Di bulan ini, saya pun menemani bapak dan adik saya Ferdy berobat ke Surabaya. Perjalanan penuh suka cita walaupuun masih menahan sakit kaki, saya jalani dengan senang hati. Bertemu dengan keluarga di Malang, Surabaya dan Madura menambah semangat saya. Doa mereka tidak pernah putus mendoakan kesembuhan saya.
bersama teman-teman kuliah

Saat di Malang, saya bertemu dengan teman-teman masa kuliah. Pertemuan yang haru biru. Mereka begitu terharu melihat kondisi fisik saya. Tapi saya bersyukur, saya masih bisa diberikan umur dan kesempatan bertemu mereka kembali. Saya pun berkesempatan bertemu dengan bu Yayuk, dosen saya dulu yang kebetulan baru pulang haji.
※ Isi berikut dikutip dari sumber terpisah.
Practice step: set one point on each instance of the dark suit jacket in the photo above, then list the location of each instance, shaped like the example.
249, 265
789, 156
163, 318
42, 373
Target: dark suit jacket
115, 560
Secara khusus beliau mendoakan kesembuhan saya. 
bersama ibu Yayuk, Retno dan Anang
Tentu saja kesempatan itu tidak saya sia-siakan berkumpul bersama pakde dan bude di Malang.  Selama 4 tahun tinggal di Malang ketika kuliah, ternyata meninggalkan kesan yang terpatri hingga saat ini.  
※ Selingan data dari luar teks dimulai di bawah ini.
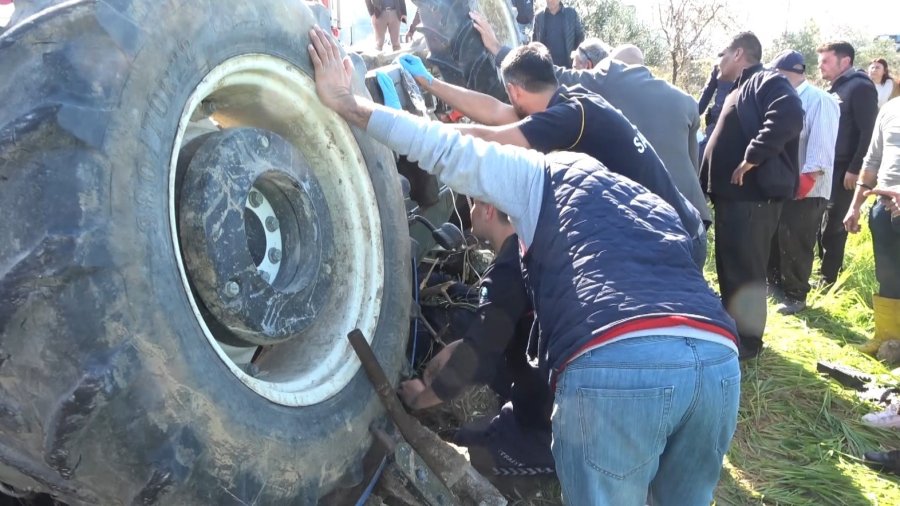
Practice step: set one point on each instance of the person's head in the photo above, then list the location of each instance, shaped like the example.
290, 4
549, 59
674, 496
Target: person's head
878, 71
529, 78
589, 53
744, 51
835, 58
489, 224
791, 65
628, 54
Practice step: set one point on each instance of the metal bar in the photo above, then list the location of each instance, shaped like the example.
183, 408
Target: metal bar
411, 432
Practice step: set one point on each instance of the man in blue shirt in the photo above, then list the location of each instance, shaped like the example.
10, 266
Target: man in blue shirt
640, 351
790, 264
548, 117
Di bulan Nopember ini, saya pun bersyukur. Kisah hidup saya melawan kanker tyroid di muat di sebuah tabloid My Mommy. Bahkan di buat secara bersambung. Bapak Mukhransyah, selaku redaktur tabloid tersebut berkenan memasukan kisah saya. Saya pun banyak belajar dari beliau tentang kanker, karena beliau salah satu aktifis di YKI Kaltim.
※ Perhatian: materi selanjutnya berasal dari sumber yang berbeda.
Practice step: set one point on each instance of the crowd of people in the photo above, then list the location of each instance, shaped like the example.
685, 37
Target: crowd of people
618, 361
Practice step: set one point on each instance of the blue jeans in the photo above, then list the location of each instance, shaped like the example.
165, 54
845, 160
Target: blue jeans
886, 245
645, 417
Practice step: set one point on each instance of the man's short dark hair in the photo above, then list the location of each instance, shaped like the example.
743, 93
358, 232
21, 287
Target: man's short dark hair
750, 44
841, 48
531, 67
kisahku di tabloid My Mommy
Bersama teman-teman penulis, Inni Indarpuri, Sari Azis, Amien Wangsitalaja, Fitria, Dwi Rahmawati, Sri Rahayu, Dhia Nisa, Irni Fatma dan lain-lain, saya pun terus semangat untuk menulis lagi.
menyempatkan diri berkumpul ketika ada acara penulisan
Desember 2013
Awal bulan ini di mulai dengan menginap di RS AW Syahrani Samarinda, tepatnya di ruangan kemotrapi untuk melakukan suntik infus Bondrote yang ketiga. Banyak cerita yang saya dapatkan di ruang kemotrapi. Bertemu dengan sesama penderita kanker baik tua, muda, remaja bahkan anak-anak, membuat saya merasa tidak sendiri.
berfoto bersama mbak Fauziah sesaat ketika di ruangan RS
Namun di bulan ini saya menerima beberapa kabar sedih. salah satu teman sesama survivor kanker telah meninggal dunia. Tentu saja kabar ini sempat membuat saya down dan sedih.  Bahkan tak lama berselang, dapat kabar lagi ada tiga anak yang sama-sama di rawat di RS AWS meninggal dunia.  Ah, betapa cepatnya waktu berlalu..
Di penghujung tahun ini banyak cerita dan hikmah yang saya dapatkan. Yang jelas saya banyak merenung dan intropeksi diri dengan kondisi saya. Allah lah sutradara terbaik dalam hidup ini. Kita hanya aktor yang memerankan peran sesuai skenario Nya.